With boardwalks and a spacious bird hide, this wetlands sanctuary brings together wildlife lovers and a menagerie of native and migratory birds from as far away as Siberia. Spot magpie geese and brolgas, whistling ducks and green pygmy geese, jabirus and flitting about the grasses, crimson finches, honeyeaters, and kingfishers too. On Telegraph Hill overlooking the billabong you can explore the 100-year-old ruins of Wyndham Wireless Station or stroll the endless flaxen grasslands studded with boabs to capture surreal sunset photographs.
Essentials: Kununurra (www.visitkununurra.com) is located 40km west of the NT border. To reach Parry Lagoons drive 18km west of town, take the signposted turn to Valentine Springs and continue for 125km to regain the bitumen 20km south of Wyndham. Along the way, free camp at Mambi Island boat ramp (toilets only) or enjoy power and hot showers at Parry Creek Farm (south of Marlgu Billabong).
10. Liffey Falls State Reserve, Tasmania
This surprising patch of World Heritage-listed wilderness at the foot of the Great Western Tiers harbours Tassie devils, pygmy possums, potoroos and bettongs. Australia’s favourite conservationist Bob Brown saved pristine riparian rainforest and sclerophyll forest at the lower end of the reserve by outbidding loggers to buy the land at auction and gifted it to back to Bush Heritage Australia.
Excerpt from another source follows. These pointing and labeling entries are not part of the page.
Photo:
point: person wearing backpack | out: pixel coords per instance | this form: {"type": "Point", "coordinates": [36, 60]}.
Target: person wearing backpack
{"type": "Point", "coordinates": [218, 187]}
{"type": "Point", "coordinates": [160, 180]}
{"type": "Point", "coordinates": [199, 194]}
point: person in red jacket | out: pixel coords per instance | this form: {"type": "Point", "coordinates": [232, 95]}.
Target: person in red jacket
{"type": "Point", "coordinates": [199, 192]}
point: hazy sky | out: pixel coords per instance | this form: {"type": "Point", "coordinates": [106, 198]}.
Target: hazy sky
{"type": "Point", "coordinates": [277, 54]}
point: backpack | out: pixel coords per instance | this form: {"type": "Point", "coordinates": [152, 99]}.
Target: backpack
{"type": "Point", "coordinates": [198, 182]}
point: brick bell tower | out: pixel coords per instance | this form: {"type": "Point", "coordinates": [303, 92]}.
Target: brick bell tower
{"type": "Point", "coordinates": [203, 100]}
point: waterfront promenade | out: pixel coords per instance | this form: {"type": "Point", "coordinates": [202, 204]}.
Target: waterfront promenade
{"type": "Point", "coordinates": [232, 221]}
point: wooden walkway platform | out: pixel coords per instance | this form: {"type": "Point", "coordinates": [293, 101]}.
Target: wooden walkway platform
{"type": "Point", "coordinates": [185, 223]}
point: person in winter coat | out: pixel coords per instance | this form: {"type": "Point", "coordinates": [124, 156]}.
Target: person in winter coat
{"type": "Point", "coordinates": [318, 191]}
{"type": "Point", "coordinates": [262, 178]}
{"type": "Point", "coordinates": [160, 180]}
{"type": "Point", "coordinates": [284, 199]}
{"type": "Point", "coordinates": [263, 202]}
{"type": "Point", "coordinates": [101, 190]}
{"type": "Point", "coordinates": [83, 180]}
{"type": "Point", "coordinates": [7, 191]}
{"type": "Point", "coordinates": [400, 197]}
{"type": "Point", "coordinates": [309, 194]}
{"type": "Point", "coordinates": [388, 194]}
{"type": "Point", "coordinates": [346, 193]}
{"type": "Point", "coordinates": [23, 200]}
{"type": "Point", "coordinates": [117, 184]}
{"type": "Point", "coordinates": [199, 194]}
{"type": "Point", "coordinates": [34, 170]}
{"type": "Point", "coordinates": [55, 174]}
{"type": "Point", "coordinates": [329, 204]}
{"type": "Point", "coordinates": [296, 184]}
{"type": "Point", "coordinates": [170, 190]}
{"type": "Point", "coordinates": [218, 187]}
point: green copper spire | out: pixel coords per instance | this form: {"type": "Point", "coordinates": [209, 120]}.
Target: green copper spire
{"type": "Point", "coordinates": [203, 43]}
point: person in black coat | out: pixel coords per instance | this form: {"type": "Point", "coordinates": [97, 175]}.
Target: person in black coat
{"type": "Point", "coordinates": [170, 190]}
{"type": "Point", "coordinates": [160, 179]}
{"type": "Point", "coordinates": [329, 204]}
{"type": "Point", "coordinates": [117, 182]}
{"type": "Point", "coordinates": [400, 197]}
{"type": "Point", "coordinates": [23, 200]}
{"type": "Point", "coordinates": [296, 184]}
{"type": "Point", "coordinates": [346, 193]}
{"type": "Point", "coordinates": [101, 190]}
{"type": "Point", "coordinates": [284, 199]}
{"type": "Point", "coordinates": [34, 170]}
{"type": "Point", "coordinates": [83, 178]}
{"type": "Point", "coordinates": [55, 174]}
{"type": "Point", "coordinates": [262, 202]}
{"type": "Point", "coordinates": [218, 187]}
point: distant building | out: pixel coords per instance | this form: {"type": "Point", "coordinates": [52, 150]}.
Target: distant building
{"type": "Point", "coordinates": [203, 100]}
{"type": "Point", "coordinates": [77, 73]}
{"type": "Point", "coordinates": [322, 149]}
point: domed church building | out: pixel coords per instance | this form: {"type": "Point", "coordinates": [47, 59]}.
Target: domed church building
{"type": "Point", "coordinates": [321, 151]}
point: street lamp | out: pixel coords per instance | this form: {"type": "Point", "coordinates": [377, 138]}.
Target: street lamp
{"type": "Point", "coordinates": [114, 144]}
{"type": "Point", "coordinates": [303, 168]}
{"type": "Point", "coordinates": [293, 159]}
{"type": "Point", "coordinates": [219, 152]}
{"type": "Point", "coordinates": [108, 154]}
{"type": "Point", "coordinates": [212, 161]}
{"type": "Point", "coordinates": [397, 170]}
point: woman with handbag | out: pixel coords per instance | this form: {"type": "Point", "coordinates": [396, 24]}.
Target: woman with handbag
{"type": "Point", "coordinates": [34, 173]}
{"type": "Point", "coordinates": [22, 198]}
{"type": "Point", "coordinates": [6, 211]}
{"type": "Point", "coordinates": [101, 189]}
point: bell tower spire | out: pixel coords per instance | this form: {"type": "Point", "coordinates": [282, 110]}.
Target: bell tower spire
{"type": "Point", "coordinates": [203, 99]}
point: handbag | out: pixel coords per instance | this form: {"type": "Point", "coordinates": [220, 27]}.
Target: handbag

Today, the enlarged reserve safeguards traditional Indigenous meeting places and relics, and offers peaceful strolls beneath towering king ferns that flank the Liffey River. The river’s trio of waterfalls is accessible in a 2-3 hour return hike from the Liffey Falls campground, which provides picnic tables and firepits and serenity in spades. There’s more walking alongside Pages Creek through stands of sassafras, myrtle and blackwood too
Flooding events in 2016 caused much damage to the reserve’s campground, picnic areas, river viewing platforms and walking trails, which are currently under repair and are expected to reopen in early 2017.
Essentials: To reach the camp below the falls, turn off the A1 at Carrick, west of Launceston and take the signposted turns to Bracknell and Liffey River. A shorter walk to the falls is accessed off Lakes Highway on the western side of the reserve. The riverfront campsites are free (no pets) with picnic tables and fireplaces provided (www.parks.tas.gov.au).